Fight over park name means Council will have to vote once again
Monday, June 30, 2014 by
Elizabeth Pagano
Despite hours of meetings and two visits to City Council, the park at 3000 Del Curto Road remains officially nameless because of a disagreement among those interested in the question.
Three names were originally under consideration for the park: Del Curto Park, South Lamar Neighborhood Park and Tom Lasseter Park.
Council postponed the park naming at the June 12 meeting, in order to allow the neighborhood to come to some consensus. However, that did not happen. Instead, the disagreement spread to Council, which voted 4-3 in favor of naming the park Tom Lasseter Park, with Mayor Pro Tem Sheryl Cole and Council Members Kathie Tovo and Laura Morrison voting in opposition. That vote was not enough to approve the renaming on all three readings, so Council members will vote again at their next meeting in August.
The Parks and Recreation Board was unable to come to an agreement on the park name at its most recent meeting, and offered no recommendation to Council.
Though to the untrained eye it might appear otherwise, there has been some progress on the park naming. The main proponent of naming the park Del Curto Park, Bruce Evans, reconsidered.
“He has realized that Tom Lasseter Park is, without question, the best and right name for the park,” said Carrie Lasseter, daughter of Tom Lasseter.
Early Friday morning, Carrie Lasseter went on to detail her father’s accomplishments. Lasseter was a high profile Austinite before his 2011 death. Among other things, Lasseter served in both World War II and the Korean War. As an architect, he was responsible for the round Holiday Inn on Lady Bird Lake. Lasseter was involved with the Kiwanis Club, served on the board of directors for the YMCA of Austin, and was federation chief of the YMCA’s Indian Guide Program in 1968.
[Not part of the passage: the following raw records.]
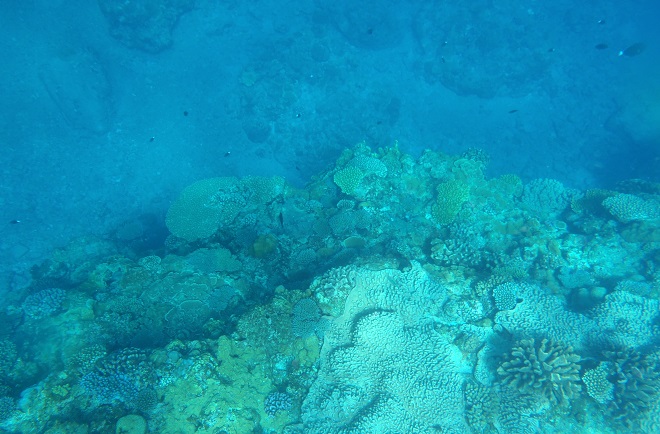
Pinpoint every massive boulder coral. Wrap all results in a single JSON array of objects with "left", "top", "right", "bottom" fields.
[{"left": 302, "top": 265, "right": 471, "bottom": 433}]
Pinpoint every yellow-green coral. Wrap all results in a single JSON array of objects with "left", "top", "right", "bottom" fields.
[
  {"left": 333, "top": 166, "right": 364, "bottom": 194},
  {"left": 431, "top": 180, "right": 470, "bottom": 225}
]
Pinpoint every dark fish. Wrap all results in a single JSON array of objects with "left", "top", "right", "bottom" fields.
[{"left": 619, "top": 42, "right": 646, "bottom": 57}]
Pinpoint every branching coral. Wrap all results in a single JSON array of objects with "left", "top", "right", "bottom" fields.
[{"left": 497, "top": 339, "right": 580, "bottom": 404}]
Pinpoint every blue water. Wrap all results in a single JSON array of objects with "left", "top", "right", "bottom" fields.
[{"left": 0, "top": 0, "right": 660, "bottom": 432}]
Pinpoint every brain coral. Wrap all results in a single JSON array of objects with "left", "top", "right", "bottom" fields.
[
  {"left": 302, "top": 266, "right": 468, "bottom": 433},
  {"left": 333, "top": 166, "right": 364, "bottom": 194},
  {"left": 431, "top": 180, "right": 470, "bottom": 225},
  {"left": 165, "top": 178, "right": 240, "bottom": 242},
  {"left": 603, "top": 193, "right": 660, "bottom": 223}
]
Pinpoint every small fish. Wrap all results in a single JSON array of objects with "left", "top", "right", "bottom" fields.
[{"left": 619, "top": 42, "right": 646, "bottom": 57}]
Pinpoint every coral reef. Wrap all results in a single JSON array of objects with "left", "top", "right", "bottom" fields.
[
  {"left": 23, "top": 288, "right": 66, "bottom": 319},
  {"left": 0, "top": 143, "right": 660, "bottom": 434},
  {"left": 497, "top": 339, "right": 581, "bottom": 405}
]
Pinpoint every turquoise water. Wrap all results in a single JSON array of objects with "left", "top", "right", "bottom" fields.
[{"left": 0, "top": 0, "right": 660, "bottom": 433}]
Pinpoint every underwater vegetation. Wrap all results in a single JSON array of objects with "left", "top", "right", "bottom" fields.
[{"left": 0, "top": 143, "right": 660, "bottom": 433}]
“I’m asking that you preserve this history. Preserve the meaning, the character, the soul of this property, by naming it after a person, an individual who was directly involved with the property and who contributed so much in the way of community service to Austin: my dad, Tom Lasseter.”
Tom Lasseter lived on the property in the 1960s. A subsequent buyer later donated it to the city. Though it was slated for a vertical mixed-use project, the neighborhood association successfully fought to turn the land into a park.
Mayor Lee Leffingwell spoke in favor of naming the part after Tom Lasseter, singling out his military service.
“He must have been a great man, because his daughter is so dedicated in his support,” said Leffingwell.
South Lamar Neighborhood Association founder Bryan King spoke in favor of naming the park after the group, and name the park’s bridge after him.
King had Morrison’s support. “This park is here because of the South Lamar Neighborhood Association,” said Morrison. “I saw the blood, sweat and tears that went into creating this park that is going to be, now, available to the neighborhood for years to come.”
Morrison suggested the city find another way to remember Lasseter.
Council Member Mike Martinez urged Council to seize the opportunity to honor Lasseter through land that he had lived on and improved for years, saying, “How do we appropriately honor a man when we just took the property that was his and named it after something else?”
For his part, Council Member Bill Spelman had a simple reason for voting against naming the park South Lamar Neighborhood Park: “It’s not on South Lamar. That’s going to add some practical difficulties for people looking for it,” said Spelman.